BOSTON — A newly found imprint of a vast, ancient underground lake in Sudan's Darfur could nourish the prospects of peace in the troubled region by providing a potential water source to an area ravaged by drought.

"As proven earlier in southwest Egypt, just northeast of Darfur, a similar former lake is underlain by vast amounts of groundwater," Farouk el-Baz, director of Boston University's Center for Remote Sensing, told Reuters on Wednesday, July 18.

The potential water deposits were found with radar that allowed researchers to see inside the depths of the desert sands.

The images, said the Egyptian-born US geologist, uncovered a "megalake" of 19,110 square miles (30,750 km2) -- three times the size of Lebanon.

"As we began to look into this, we realized we were dealing with a vast low area, a depression. And then we began to look at the details of the depression and we actually found the terraces, meaning the edges of the lake, way up on the nearby mountains," Baz said.

"That's why we call it a megalake, because it is an incredibly large lake. It is the size of the state of Massachusetts, or Lake Erie."

Lake Erie in North America is the 10th largest lake in the world.

El-Baz, who worked on NASA's Apollo program as a supervisor of lunar science planning, says groundwater deposits below the surface can be drilled for water.

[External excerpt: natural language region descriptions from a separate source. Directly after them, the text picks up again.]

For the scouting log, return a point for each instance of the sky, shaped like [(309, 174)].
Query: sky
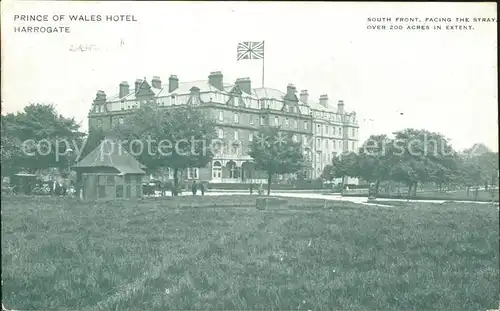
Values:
[(441, 80)]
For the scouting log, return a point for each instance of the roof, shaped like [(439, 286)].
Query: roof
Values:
[(109, 153), (277, 94), (205, 86)]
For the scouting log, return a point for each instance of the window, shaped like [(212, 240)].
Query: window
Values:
[(119, 191), (102, 192), (192, 173), (128, 191), (217, 170), (235, 149)]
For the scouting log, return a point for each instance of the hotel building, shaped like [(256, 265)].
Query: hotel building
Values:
[(239, 111)]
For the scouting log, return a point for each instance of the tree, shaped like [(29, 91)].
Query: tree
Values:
[(418, 155), (176, 138), (374, 162), (488, 165), (276, 153), (38, 138)]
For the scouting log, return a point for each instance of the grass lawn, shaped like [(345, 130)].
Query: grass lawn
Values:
[(460, 195), (59, 254)]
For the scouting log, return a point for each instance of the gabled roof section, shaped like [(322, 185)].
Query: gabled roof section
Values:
[(236, 90), (110, 153)]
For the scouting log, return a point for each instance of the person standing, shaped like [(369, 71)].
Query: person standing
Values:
[(194, 187), (202, 188)]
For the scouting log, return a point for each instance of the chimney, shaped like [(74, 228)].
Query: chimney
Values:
[(124, 89), (323, 100), (216, 80), (340, 107), (173, 83), (291, 90), (304, 96), (100, 96), (156, 82), (244, 84), (138, 83)]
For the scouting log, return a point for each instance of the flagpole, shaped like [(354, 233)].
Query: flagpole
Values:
[(263, 60)]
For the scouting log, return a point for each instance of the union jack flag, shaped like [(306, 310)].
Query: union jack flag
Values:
[(250, 50)]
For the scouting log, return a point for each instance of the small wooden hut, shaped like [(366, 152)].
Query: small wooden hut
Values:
[(23, 183), (109, 172)]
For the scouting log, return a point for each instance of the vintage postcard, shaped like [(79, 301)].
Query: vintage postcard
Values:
[(249, 155)]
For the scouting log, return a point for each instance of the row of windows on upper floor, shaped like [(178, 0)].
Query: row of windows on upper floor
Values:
[(237, 101), (327, 143), (181, 99), (293, 123), (287, 123)]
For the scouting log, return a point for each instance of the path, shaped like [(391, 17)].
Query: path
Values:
[(332, 197)]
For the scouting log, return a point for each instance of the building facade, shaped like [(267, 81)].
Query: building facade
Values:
[(239, 110)]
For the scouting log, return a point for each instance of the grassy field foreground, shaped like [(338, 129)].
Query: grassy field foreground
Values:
[(164, 255)]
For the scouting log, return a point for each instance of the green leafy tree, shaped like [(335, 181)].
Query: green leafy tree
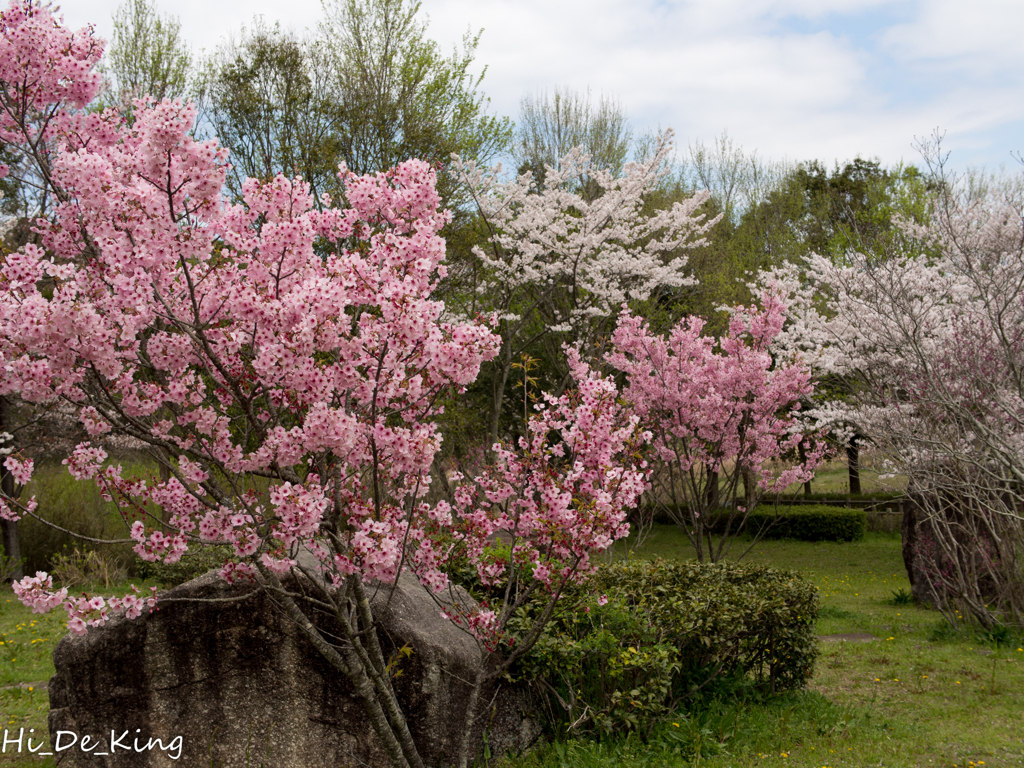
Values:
[(146, 54)]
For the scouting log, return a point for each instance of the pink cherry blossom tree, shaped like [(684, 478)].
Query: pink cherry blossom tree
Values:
[(558, 263), (283, 360), (723, 413), (933, 336)]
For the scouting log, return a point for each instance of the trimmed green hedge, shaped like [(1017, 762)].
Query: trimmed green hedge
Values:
[(811, 522), (668, 631), (808, 522)]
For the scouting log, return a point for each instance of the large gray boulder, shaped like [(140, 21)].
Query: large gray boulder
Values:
[(216, 683)]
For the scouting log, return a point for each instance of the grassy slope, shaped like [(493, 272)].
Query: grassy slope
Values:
[(908, 698)]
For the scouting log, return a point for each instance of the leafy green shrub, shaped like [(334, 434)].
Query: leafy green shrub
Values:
[(809, 523), (668, 631), (875, 496)]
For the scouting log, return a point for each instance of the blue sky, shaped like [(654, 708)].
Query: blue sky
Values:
[(792, 79)]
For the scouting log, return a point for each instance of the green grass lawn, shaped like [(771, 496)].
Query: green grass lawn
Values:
[(920, 694)]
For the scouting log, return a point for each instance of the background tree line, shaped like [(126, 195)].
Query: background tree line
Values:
[(370, 89)]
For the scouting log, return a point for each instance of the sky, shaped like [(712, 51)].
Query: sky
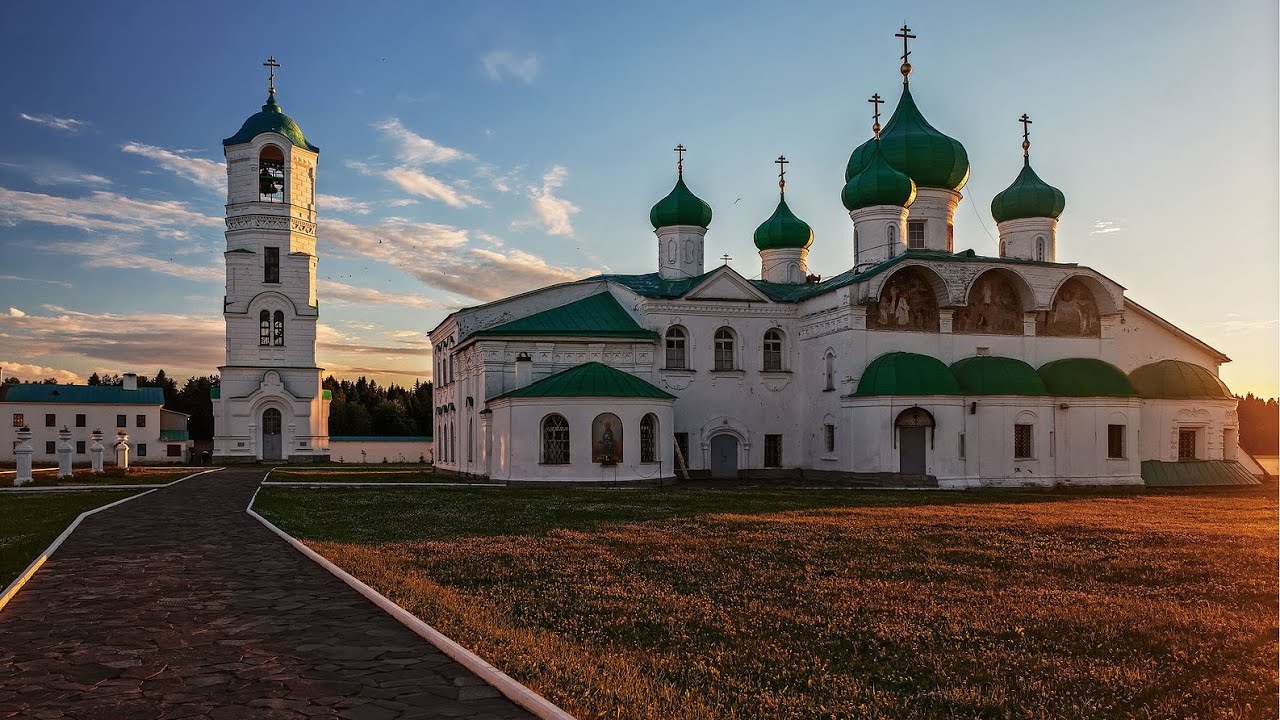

He hopes for backing from regional governments as well as international NGOs.

His initiative, called 1,000 Wells for Darfur, has gained the support of the Egyptian government, which has pledged to start building an initial 20 well.

A similar discovery was made in Sudan's neighbor Egypt, where wells have been used to irrigate 150,000 acres of farmland.

Dry for Peace

The world-renowned geologist believes the new find would nourish the prospects of peace in Darfur, where a four-year conflict has killed at least 200,000 people and forced more than two million from their homes.

"What most people don't really know is that the war, the instability, in Darfur is all based on the lack of water."

El-Baz said many refugees from Darfur settled in regions that were once the domain of nomads, straining water resources and sowing conflict between farmers and nomads.

"So now, if you find water for the farmers ... in addition to that for the nomads ... for agricultural production, to feed them, to give them grain, then you resolve the problem completely."

UN Secretary General Ban Ki-moon believes the conflict in Darfur, a region the size of France, has its roots in water and food shortage.

"Amid the diverse social and political causes, the Darfur conflict began as an ecological crisis, arising at least in part from climate change," he wrote in an editorial in The Washington Post on Saturday, June 16.

In a June report, the UN Development Programme said widespread environmental problems are a root cause of the violence, noting that deserts had spread southwards by an average of 62 miles (100 km) over the past four decades.

The Khartoum government has always insisted that the Darfur conflict had its roots in competition between Arab nomads and non-Arab farmers over land and water resources in a changing ecosystem.